The Labour leader has long campaigned for the return of the Elgin Marbles to Greece, and declared in a 2014 debate in the Houses of Parliament that the items had been “stolen”.
Speaking with the Greek newspaper Ta Nea, Mr Corbyn said: “It is very clear to me that the Parthenon Sculptures belong to Greece.
“They were made in Greece and that is where they were for thousands of years until they were taken by Lord Elgin.”
Pointing to the UK’s colonialist past, he added: “As with everything stolen or removed from a country that was in the possession or colony – including objects looted from other countries in the past – we should also begin constructive talks with the Greek government on the return of the sculptures.”

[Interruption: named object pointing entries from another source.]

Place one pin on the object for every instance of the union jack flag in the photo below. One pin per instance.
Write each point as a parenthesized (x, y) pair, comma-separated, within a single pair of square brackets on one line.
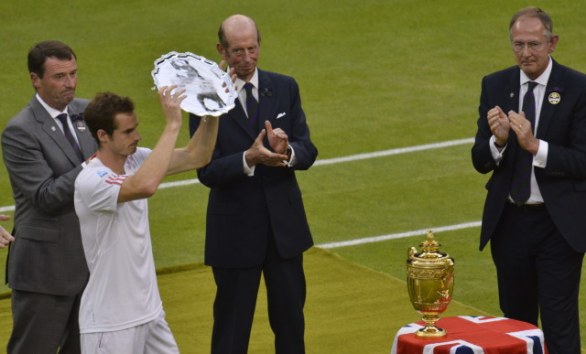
[(472, 335)]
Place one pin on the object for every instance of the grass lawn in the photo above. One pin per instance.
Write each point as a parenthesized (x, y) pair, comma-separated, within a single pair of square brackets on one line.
[(374, 75)]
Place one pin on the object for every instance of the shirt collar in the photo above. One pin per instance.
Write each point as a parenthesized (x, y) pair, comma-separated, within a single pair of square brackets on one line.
[(253, 80), (52, 111)]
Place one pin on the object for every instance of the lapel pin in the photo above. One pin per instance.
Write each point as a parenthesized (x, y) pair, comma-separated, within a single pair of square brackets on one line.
[(554, 98), (80, 126)]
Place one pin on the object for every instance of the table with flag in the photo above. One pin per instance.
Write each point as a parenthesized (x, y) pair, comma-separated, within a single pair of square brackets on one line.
[(472, 335)]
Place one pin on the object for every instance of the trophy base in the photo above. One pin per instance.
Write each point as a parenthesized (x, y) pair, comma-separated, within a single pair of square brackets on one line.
[(430, 332)]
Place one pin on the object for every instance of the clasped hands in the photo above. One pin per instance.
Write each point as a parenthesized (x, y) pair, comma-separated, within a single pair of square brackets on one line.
[(258, 154), (501, 123)]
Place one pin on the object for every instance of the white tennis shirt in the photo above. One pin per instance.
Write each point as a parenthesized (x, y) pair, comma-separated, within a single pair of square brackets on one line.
[(122, 291)]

He concluded he would commence “constructive talks” with the Greek government to begin the process of returning the artefacts upon entering Downing Street.
A Labour spokesman commented on Mr Corbyn’s statements, saying: “Jeremy was stating his long-standing personal view that the Parthenon statues were made in and belong to Greece.
“The Elgin marbles are an emotive issue and it is in the interests of both Britain and Greece to have a constructive dialogue about them, which represents all views.
“Jeremy was right to call for constructive talks between the UK and Greek governments.”
The sculptures were removed by Lord Elgin from the Parthenon at the top of the Acropolis in Athens and brought to the UK between 1799 and 1810 after obtaining permission from the Ottoman Empire which ruled Greece at the time.
The Greek government has made formal applications to the UK for the sculptures to be returned, and have argued the Ottomans had no legal right to sanction their removal.
Yet numerous MPs and academics believe the acquisition of the sculptures was legal and argue they have contributed greatly to the education of the British public.
A Government source slated Mr Corbyn’s statements, saying: “We don’t share the anti-historic views that Mr Corbyn and others have on the left, which is that you should disavow yourself of everything that has happened in your country’s history, whether you were responsible for it or not.
“You might as well say to any foreign country that wanted to: come and bring your removal trucks to the national museums and strip them out.”
The Government’s position on the issue was outlined in a briefing paper published in June 2017, which noted: “The Government’s position continues to be that ‘issues relating to the ownership and management of the Parthenon sculptures are matters for the trustees of the British Museum’.”
However the British Museum has indicated the return of the sculptures remains highly unlikely.
They wrote: “The trustees hold the whole of the British Museum collection under the terms of the British Museum Act 1963, for the benefit of the public.
“This legislation prohibits the trustees from permanently disposing of objects unless they are duplicates of others already in the collection or are ‘unfit to be retained and can be disposed of without detriment to the interests of students’.”